Reasoning, agents, and related LLM-using tools

1 Summary of LLM functionality

The LLM page explains how LLMs work, but in enough detail it is easy to miss an the big picture. An LLM is an algorithm that solves the following problem:

Input
Text in a human language.
Output
More text that matches what the average person on the good parts of the Internet would put after the input text.

Chat-based LLM interfaces typically use the LLM as follows:

  1. Take input from the user.
  2. Add extra words to it, like Question: what user typed Answer:
  3. Send it to an LLM to get a response.
  4. Add extra words to the response, like Does response have any hate speech, guides on how to harm people, false claims, or negative statements about this LLM or its owning company?
  5. Send it to an LLM to get a response.
  6. If the response is some form of no, it looks fine show it to the user.

2 Additional reasoning

The basic LLM chat flow has two LLM uses per question, one to complete the user input and one to safeguard against unwanted responses. Some even omit the safeguard step or use a cheaper bad-thing detection instead to get just one LLM interaction per response.
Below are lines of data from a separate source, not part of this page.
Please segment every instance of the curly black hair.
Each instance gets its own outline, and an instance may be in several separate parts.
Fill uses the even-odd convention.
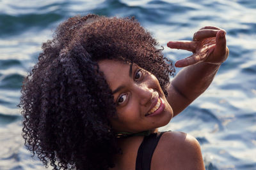
[[[133,18],[90,14],[68,18],[42,45],[21,90],[25,145],[53,169],[108,169],[121,153],[109,121],[113,97],[97,62],[137,64],[167,95],[174,68]]]

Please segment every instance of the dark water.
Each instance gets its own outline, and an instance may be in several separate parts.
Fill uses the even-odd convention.
[[[45,169],[23,147],[22,80],[56,26],[88,13],[135,16],[174,61],[190,53],[168,49],[168,41],[191,40],[205,25],[225,29],[228,59],[208,90],[161,130],[195,136],[207,169],[256,169],[256,1],[199,2],[0,0],[0,169]]]

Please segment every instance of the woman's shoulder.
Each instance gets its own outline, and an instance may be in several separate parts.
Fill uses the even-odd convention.
[[[151,169],[204,169],[199,143],[184,132],[163,133],[154,153]]]

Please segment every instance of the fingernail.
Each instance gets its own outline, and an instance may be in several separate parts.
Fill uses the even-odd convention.
[[[221,31],[221,32],[220,33],[220,38],[224,38],[225,36],[226,35],[226,31],[225,31],[224,30],[220,31]]]

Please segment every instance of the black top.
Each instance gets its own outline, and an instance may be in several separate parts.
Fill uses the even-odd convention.
[[[151,159],[158,141],[164,132],[145,136],[138,150],[136,170],[150,170]]]

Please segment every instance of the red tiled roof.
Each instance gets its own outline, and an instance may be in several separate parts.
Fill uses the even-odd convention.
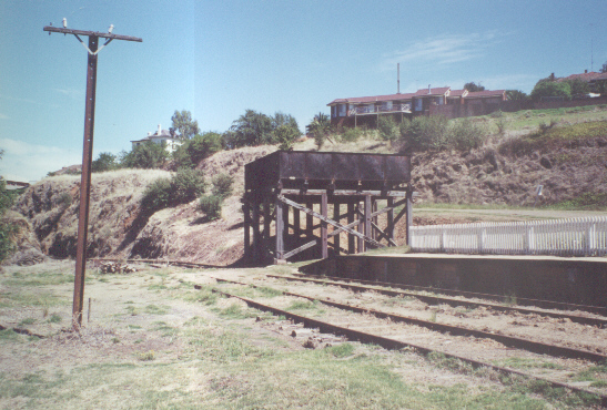
[[[556,79],[556,82],[560,83],[560,82],[568,81],[568,80],[581,80],[584,82],[589,82],[589,81],[593,81],[593,80],[597,80],[600,76],[605,78],[605,75],[606,75],[605,73],[596,73],[594,71],[590,71],[589,73],[571,74],[569,76],[563,76],[560,79]]]
[[[451,86],[441,86],[438,89],[431,89],[428,93],[428,89],[419,89],[415,93],[416,96],[424,96],[424,95],[445,95],[447,91],[451,90]]]
[[[407,93],[407,94],[390,94],[390,95],[373,95],[373,96],[354,96],[351,99],[337,99],[333,100],[326,105],[333,105],[333,104],[343,104],[343,103],[351,103],[351,104],[362,104],[362,103],[372,103],[375,101],[401,101],[401,100],[411,100],[413,96],[415,96],[415,93]]]
[[[466,96],[468,94],[468,90],[464,89],[464,90],[452,90],[449,92],[449,95],[447,95],[447,98],[449,96]]]
[[[483,99],[487,96],[503,96],[506,90],[485,90],[485,91],[475,91],[473,93],[468,93],[468,95],[465,96],[465,99]]]

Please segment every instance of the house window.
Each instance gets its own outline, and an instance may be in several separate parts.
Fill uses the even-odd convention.
[[[417,99],[415,100],[415,111],[424,111],[423,100]]]

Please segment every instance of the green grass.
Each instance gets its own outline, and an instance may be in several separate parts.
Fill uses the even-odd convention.
[[[19,322],[18,326],[29,326],[36,324],[36,319],[32,317],[26,318]]]
[[[169,306],[148,305],[144,308],[144,311],[149,315],[166,315],[169,310]]]
[[[498,150],[502,154],[526,155],[536,150],[546,152],[556,151],[559,147],[575,147],[585,144],[588,140],[606,135],[607,121],[578,123],[506,140]]]
[[[41,271],[39,274],[28,274],[16,271],[12,278],[2,280],[4,286],[52,286],[62,284],[73,284],[73,274],[64,271]]]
That flow can get much more involved. For example, we might do the following:

  1. Send an LLM what’s a better way of wording this question: user input
  2. Send an LLM what three web sources are likely to answer this question: setp 1’s output
  3. Download each webpage listed in the second LLM output
  4. Send an LLM summarize the parts of webpage content that are relevant to step 1’s output
  5. Send an LLM I know first summary and second summary and third summary; given that, what’s the answer to user input?
  6. Send an LLM Does step 5’s output have any [list of bad things]?
  7. If step 6’s output is something like yes, it has X, send an LLM Please reword step 5 output to not include X
  8. Send the user step 7 output, or step 5 output if step 7 didn’t run

This kind of multiple-part LLM use, aided by a few auxiliary programs like a web download tool or calculator, is often called reasoning despite having little in common with what humans mean when they speak of reasoning.
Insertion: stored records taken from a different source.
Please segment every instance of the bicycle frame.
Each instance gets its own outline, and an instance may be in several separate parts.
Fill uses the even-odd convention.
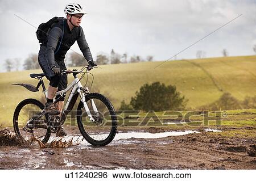
[[[76,76],[76,74],[73,74],[73,76],[75,79],[72,82],[71,82],[71,84],[69,84],[68,86],[68,87],[65,89],[58,91],[56,93],[56,95],[60,95],[61,96],[63,96],[64,93],[68,92],[68,91],[72,89],[72,91],[70,92],[69,95],[68,96],[68,101],[65,106],[65,108],[63,109],[61,114],[61,118],[60,121],[61,125],[64,124],[67,115],[73,109],[73,106],[75,106],[75,103],[76,103],[76,100],[77,99],[78,95],[80,95],[81,100],[82,102],[84,107],[85,110],[87,115],[88,116],[89,119],[91,121],[93,122],[95,121],[93,117],[92,114],[90,113],[88,106],[86,104],[85,100],[85,94],[84,92],[84,91],[85,91],[86,94],[89,94],[90,92],[89,92],[89,89],[88,87],[85,88],[83,87],[79,78],[77,78],[77,77]],[[47,91],[45,88],[45,86],[43,82],[43,81],[42,79],[42,78],[40,79],[40,81],[42,81],[41,82],[42,83],[42,84],[43,89],[43,92],[44,92],[46,98],[47,99]],[[82,90],[84,91],[82,91],[81,90]],[[98,111],[94,103],[94,102],[93,101],[93,99],[91,100],[91,104],[93,107],[93,111],[96,113],[98,113]]]

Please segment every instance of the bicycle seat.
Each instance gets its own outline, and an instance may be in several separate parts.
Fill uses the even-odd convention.
[[[31,78],[35,78],[35,77],[43,77],[45,76],[44,73],[40,73],[40,74],[31,74],[30,75]]]

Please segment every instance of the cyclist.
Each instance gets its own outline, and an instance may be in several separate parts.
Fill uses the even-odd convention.
[[[47,43],[40,45],[38,61],[47,79],[50,81],[48,89],[47,100],[45,111],[49,115],[56,115],[60,119],[64,105],[65,95],[57,96],[59,101],[53,103],[53,98],[57,91],[64,90],[67,86],[67,75],[61,74],[66,70],[65,55],[76,40],[84,57],[89,65],[97,66],[93,60],[82,28],[80,24],[86,13],[77,3],[66,5],[64,12],[67,18],[54,24],[47,36]],[[56,133],[56,136],[66,136],[63,127]]]

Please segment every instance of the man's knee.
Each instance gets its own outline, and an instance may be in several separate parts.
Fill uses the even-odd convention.
[[[51,77],[49,85],[53,87],[58,87],[60,82],[61,75],[56,75]]]

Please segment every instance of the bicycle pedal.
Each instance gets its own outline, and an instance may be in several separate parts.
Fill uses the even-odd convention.
[[[33,130],[32,128],[31,128],[32,127],[32,128],[33,128],[33,125],[31,124],[27,124],[22,129],[24,131],[26,131],[28,133],[33,133]]]

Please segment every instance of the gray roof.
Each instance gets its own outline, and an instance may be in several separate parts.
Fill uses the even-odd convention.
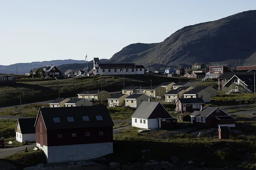
[[[40,108],[40,110],[47,130],[104,127],[114,125],[107,107],[103,105]],[[103,120],[97,120],[96,117],[96,116],[101,116]],[[89,117],[89,121],[84,121],[83,120],[82,116],[86,116]],[[73,117],[74,122],[68,122],[67,117]],[[38,115],[37,119],[38,118]],[[55,123],[53,121],[54,118],[59,118],[60,122]]]
[[[59,103],[62,102],[64,100],[66,100],[67,98],[58,98],[52,102],[50,102],[49,103]]]
[[[70,100],[70,101],[67,102],[66,102],[66,103],[69,103],[69,104],[72,104],[72,103],[76,103],[76,102],[79,102],[79,101],[84,99],[84,98],[76,98],[76,99],[72,99],[71,100]]]
[[[190,116],[196,117],[205,117],[210,114],[210,113],[213,112],[215,109],[218,108],[215,107],[205,107],[203,108],[202,111],[195,111]]]
[[[122,90],[134,90],[139,88],[139,86],[127,86]]]
[[[119,99],[122,96],[125,95],[126,94],[121,94],[120,93],[118,93],[117,94],[115,94],[110,97],[108,98],[108,99]]]
[[[181,104],[205,103],[203,99],[201,97],[198,98],[179,98],[178,100]]]
[[[131,115],[131,117],[147,119],[158,103],[159,103],[159,102],[143,102]]]
[[[138,98],[139,97],[140,97],[141,96],[143,95],[145,95],[145,94],[132,94],[130,96],[129,96],[128,97],[126,97],[125,98],[125,99],[137,99],[137,98]]]
[[[169,91],[167,93],[166,93],[166,94],[177,94],[177,93],[178,93],[178,91],[179,92],[180,92],[183,90],[187,89],[188,88],[189,88],[189,87],[187,87],[187,86],[180,87],[177,89],[170,90],[170,91]]]

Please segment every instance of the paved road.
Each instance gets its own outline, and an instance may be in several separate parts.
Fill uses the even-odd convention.
[[[0,153],[1,153],[0,154],[0,159],[5,156],[9,156],[21,150],[25,150],[26,147],[28,147],[28,149],[35,147],[35,144],[12,147],[6,145],[3,148],[0,148]]]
Reasoning models are much more expensive than simpler LLM use because they have the LLMs generate many more tokens per input; but they also tends to create much better quality results than the simpler 1- or 2-step LLM use. Because of this improved quality, there is a recent (mid 2024) move towards using smaller models (fewer parameters, less able to match human text perfectly) that are cheaper to run, coupled with more advanced reasoning processes, as a way to get more desirable performance at a given level of power expenditure.

3 AI Agents

The reasoning model above is a simple example of a pattern that has emerged for using LLMs like any other function invocation during our algorithm design. If there’s some value in having human-like text completed, an LLM is the right tool for the job.

A more powerful approach that is increasingly common in called Agentic AI. Agentic AI doesn’t limit itself to creating an answer to a question: it is enabled to create, modify, and edit files; send email, place phone calls, open any program on your computer, and so on.

The basic outline of Agentic AI (or an AI or LLM Agent) looks something like this:

Input
  • A user-specified goal.
  • A set of files and related information already present.
Process

Repeat the following until a step within it tells you to stop:

  1. Send Does contents of files meet the goal user-specified goal? to an LLM; if the answer is yes, stop with a done message.
  2. Send Given contents of files, what’s the next step towards meeting the goal user-specified goal? Please reply with simple, direct steps like opening a specific program, revising a specific file in a specific way, etc. to an LLM.
  3. Parse out the actions in the reply and for each
    1. If the action is not in a form the algorithm understands, send Please reword action with smaller, more concrete steps. to an LLM.
    2. If the action is still not in a form the algorithm understands, stop with some kind of I got confused; please help message.
    3. Otherwise, take those actions.

There are many extra steps and processes that can be added to this outline, improving the AI’s power by doing more hand-written algorithm work (the parts above that are not just send X to an LLM) and/or sending more messages to the LLM.

Because the first commercially-successful LLM (ChatGPT 3.5) was released in November 2022, just 26 months before this page was written in March 2026, there has not yet been much time for people to design and implement LLM-using algorithms. The potential of LLMs being added as a tool in algorithm design and implementation is just barely beginning to be explored.